- Ahoy there, mateys. I am a pirate! It's true! I recently bought a copy
of Super Mario RPG for SNES so that I could legally
play it on my handheld PC. But I made one fatal mistake that could bring Nintendo's
lawyers to my door. I downloaded the rom off the internet! By gosh, that's piracy! But it didn't have to be. Oracle of all people sponsored this video where we're gonna answer the
question once and for all, is there a way to 100%
legally emulate games? Can you liberate the delicious gamey bits trapped inside these plastic shells? And for that matter, why would
you want to do such a thing? So come along and join
me on the seven seas! (laughing) (upbeat music) βͺ You are a pirate βͺ Super Mario RPG Legend of the Seven Stars is one of those games that
despite being available on the SNES Classic and both the Wii and WiiU virtual consoles
is not available to buy on any platform right now given that they're all discontinued. That means that even if you own a physical copy of the game like I do, there's no way to legally play it without something that can
read the cartridge, and worse, every time you slot it
into the original console, you are wearing down the contacts
on both sides bit by bit. So even with a modern
console like the Super NT, the condition of the cartridge
will degrade over time as you swap it in and out. And what about your saves? Cartridges from the 16 bit era and earlier almost always used a small amount of battery backed up
SRAM for saving progress. And those batteries are
at least 25 years old now. Well past their service life. And once they die, your
save games die with them, and you will never be able to save again unless you replace the battery, an act that will erase your save games unless you go out of your way to keep it powered while you solder. (laughing) Not sure if I'd recommend
that for novices. (yelling) That's where projects like
the Sanni Cart Reader come in. There have been other cartridge
readers over the years, like the Retrode, but they were expensive, and have largely been discontinued. This, on the other hand, is an open source project
that began in 2014, and today, you can actually
build your very own using an Arduino Mega and custom
PCBs that allow you to read practically any cartridge
from the major consoles, from the Nintendo Entertainment System era through to the GBA era, and copy them onto a micro SD
card, including the save data. This Save the Hero version from Builders is named for that very
feature, and functionally, it's just a Sanni V3, but
with more premium materials including an acrylic top plate and a wooden underside for
about a hundred dollars. You could build your own
for about half of that, but it might not be
worth the hassle to you. The newest Sanni V4 has
more intuitive controls and an easier build for
about $80 worth of parts. And there's a simpler,
even cheaper version that you can build if you
just wanna get your feet wet. Let's take it for a spin, shall we? I'm gonna be honest with you guys, I bought this complete
in box at a local store, and in the interest of not
doing any further damage to it, I have not actually opened it yet. So for all I know, it
might not even be in there. Anthony, did you check? Anthony picked it up for me. - [Anthony] It's not a box of rocks. I don't know if there's not rocks inside the cartridge though.
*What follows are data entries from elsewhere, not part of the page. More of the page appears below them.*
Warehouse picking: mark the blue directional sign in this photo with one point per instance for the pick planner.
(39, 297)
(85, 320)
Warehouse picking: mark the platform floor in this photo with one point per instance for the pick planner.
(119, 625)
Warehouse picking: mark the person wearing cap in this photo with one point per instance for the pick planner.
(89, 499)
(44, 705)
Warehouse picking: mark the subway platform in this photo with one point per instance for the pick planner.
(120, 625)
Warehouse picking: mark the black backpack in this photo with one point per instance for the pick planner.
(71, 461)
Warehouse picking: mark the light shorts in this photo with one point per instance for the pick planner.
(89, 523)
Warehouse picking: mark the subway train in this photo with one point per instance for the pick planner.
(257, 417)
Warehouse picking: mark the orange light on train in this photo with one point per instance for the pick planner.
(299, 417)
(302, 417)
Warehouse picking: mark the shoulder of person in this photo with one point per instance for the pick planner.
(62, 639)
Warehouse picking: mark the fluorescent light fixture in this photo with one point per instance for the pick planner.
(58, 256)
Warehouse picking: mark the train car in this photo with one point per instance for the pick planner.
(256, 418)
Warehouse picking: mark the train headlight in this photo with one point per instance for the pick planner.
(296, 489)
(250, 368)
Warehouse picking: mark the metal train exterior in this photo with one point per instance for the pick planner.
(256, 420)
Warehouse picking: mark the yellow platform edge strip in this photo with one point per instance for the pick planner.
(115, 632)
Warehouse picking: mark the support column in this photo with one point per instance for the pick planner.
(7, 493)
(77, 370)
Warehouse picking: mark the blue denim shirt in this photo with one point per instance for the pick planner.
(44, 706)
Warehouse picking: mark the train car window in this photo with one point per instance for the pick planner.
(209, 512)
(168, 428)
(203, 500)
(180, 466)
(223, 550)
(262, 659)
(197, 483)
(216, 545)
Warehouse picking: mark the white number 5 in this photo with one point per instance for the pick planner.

(laughing) - [Linus] That's fair. (sniffing) Doesn't smell like new electronics, more like old electronics. We've got four different
cartridge slots for the SNES, Sega Genesis, N64, and
which side is it on, ah yes, this is for the Game Boy Advance as well as Game Boy and Game Boy Color. So I'm gonna go ahead and meh. These four switches here allow us to select between three and five volts. Five is what we want
for the Super Nintendo. EPROM off or on. We want that off. And then both of our
clock gens, zero and one, are gonna go to the on position. Next, we're gonna put this
adorable little micro SD card featuring Bart Simpson
into our Save the Hero. This contains the database
files that we need which can be downloaded off of GitHub. And now I get to power it up. Not quite! The controls for this thing
(laughing) are actually handled
through an N64 controller. That kinda interferes with
the SNES slot a little. Is that the most adorable little power indication LED or not? Open source cart reader. So wait, I do need this or I don't? - [Anthony] You do not.
- Wait, what? - [Anthony] I was gonna correct you, but I figured it'd be funnier. - It's just with these buttons? - [Anthony] The left
button moves the cursor, the right button selects. - [Linus] What does this do? - [Anthony] That is for
reading N64 memory packs. - That makes sense - [Anthony] Again, I thought it was funny, so I let you do it. - Wow, you can test it. You can cycle it, I don't even
know what cycling it does. You can even take save files that were created in an emulator and load them onto a cartridge if you wanna reform
your filthy pirate ways. How neat is that, right? - [Anthony] You don't think of this stuff as a storage medium, but it is. - Yeah, it's just weird,
proprietary, ugly storage. So now... - [Anthony] It's on there
as a fully functional rom. - It's so easy! You could dump a huge
collection in like no time. So what, I can just pull this off, and then I could just totally... Oops, read save, whoop, bleh. Nope, nope, go back. - [Anthony] You'll probably
wanna hit cycle cart. - Read rom, here we, oh. - [Anthony] Or you could, okay. - Okay, no, it's gonna overwrite
my Super Mario RPG rom... - [Anthony] No, it doesn't overwrite. - With the Doom data, oh,
it'll just make a second? - [Anthony] It creates a new
folder, it keeps a tally of it, so it creates a new
numbered folder each time. - Okay, I'll just rename
it on the computer. If it calculates the check sum, will it say no you did a bad job? - [Anthony] It'll probably
say check sum fail or something like that.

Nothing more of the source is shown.